Apply in three independent commits (avoids batch revert risk):

1. **commit 1 (critical):** C1 project context cache + C2/B4 wrapper
   short-circuit + static imports.
2. **commit 2 (state cleanup):** B1/C3 delete `emittedTurns`, B2 drop
   `_turn`, B12 persist or replace watermark.
3. **commit 3 (hygiene):** B3 comment cleanup + B8/B9 domain/timeout
   cleanups + A2/A3/A4 generator helper extraction.

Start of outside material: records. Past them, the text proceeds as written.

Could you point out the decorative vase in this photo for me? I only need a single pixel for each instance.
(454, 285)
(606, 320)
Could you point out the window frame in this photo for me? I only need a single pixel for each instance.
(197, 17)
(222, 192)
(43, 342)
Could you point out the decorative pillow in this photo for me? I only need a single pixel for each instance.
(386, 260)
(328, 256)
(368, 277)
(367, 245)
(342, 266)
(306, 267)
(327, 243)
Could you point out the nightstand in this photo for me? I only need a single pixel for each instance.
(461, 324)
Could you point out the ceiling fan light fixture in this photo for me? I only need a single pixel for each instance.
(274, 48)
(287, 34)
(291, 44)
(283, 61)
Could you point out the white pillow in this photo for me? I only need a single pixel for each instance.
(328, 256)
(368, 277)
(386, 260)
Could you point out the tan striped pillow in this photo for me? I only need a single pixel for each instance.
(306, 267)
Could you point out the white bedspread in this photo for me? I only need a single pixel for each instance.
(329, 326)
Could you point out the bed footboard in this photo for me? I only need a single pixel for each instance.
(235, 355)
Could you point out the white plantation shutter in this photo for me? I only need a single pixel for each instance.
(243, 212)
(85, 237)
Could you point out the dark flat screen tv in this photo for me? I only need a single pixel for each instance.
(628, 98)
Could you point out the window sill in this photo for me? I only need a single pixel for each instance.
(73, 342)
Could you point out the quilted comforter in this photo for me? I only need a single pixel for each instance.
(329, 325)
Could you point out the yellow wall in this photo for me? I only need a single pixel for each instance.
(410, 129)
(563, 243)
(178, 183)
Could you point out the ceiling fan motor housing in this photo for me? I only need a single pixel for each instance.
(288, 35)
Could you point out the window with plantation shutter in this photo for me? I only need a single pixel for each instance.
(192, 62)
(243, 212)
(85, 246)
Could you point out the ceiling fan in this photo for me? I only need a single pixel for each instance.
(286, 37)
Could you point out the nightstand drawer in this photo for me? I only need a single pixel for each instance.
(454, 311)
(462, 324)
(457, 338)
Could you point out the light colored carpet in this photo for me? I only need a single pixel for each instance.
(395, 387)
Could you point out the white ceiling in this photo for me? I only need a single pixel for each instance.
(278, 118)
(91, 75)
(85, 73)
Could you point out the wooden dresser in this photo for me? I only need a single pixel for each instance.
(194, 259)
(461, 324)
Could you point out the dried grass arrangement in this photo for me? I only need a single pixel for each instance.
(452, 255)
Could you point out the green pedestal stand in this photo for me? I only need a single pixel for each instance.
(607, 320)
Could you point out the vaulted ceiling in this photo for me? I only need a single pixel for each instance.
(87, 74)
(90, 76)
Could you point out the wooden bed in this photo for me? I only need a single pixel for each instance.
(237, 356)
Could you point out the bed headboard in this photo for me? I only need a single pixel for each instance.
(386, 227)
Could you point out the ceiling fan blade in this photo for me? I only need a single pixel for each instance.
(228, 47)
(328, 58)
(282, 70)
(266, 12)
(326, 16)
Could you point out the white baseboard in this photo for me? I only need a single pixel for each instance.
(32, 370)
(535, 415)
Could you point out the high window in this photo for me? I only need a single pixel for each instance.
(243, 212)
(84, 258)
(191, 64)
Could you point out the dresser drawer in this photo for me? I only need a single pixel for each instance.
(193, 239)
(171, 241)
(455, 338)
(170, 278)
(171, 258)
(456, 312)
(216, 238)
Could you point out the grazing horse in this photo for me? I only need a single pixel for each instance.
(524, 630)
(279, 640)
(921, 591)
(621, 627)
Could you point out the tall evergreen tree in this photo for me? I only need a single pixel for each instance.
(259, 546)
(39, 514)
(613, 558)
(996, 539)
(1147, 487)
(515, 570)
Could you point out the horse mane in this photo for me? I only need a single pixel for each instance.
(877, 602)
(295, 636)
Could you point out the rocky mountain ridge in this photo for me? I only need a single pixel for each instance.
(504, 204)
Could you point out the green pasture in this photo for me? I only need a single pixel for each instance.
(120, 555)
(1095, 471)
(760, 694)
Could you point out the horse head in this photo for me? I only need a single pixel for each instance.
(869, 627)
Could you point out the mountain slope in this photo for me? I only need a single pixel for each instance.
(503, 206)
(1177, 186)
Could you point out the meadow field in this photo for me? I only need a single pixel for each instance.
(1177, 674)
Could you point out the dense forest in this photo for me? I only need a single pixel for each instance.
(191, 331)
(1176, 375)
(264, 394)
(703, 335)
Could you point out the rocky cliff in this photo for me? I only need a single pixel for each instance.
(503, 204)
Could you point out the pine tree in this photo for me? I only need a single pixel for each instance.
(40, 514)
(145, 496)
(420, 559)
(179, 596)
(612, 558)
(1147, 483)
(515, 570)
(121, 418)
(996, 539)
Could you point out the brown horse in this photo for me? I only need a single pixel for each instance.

After each commit, run `bunx tsc --noEmit` and
`bun test src/services/skillLearning/__tests__/ src/services/skillSearch/__tests__/ src/commands/skill-learning/__tests__/`
before moving on.

## Environment note

During the 2026-04-17 simplify pass the fixes above were attempted as
direct Edit calls. `git status --short` was empty after the Edit
batch, indicating a PostToolUse / linter / format hook silently
reverted every write. All three agents returned valid diagnoses but
the code base stayed on `5b9943b3` unmodified. A future attempt should
first run `git status` between two Edit calls to confirm write
persistence, or disable the suspect hook and retry.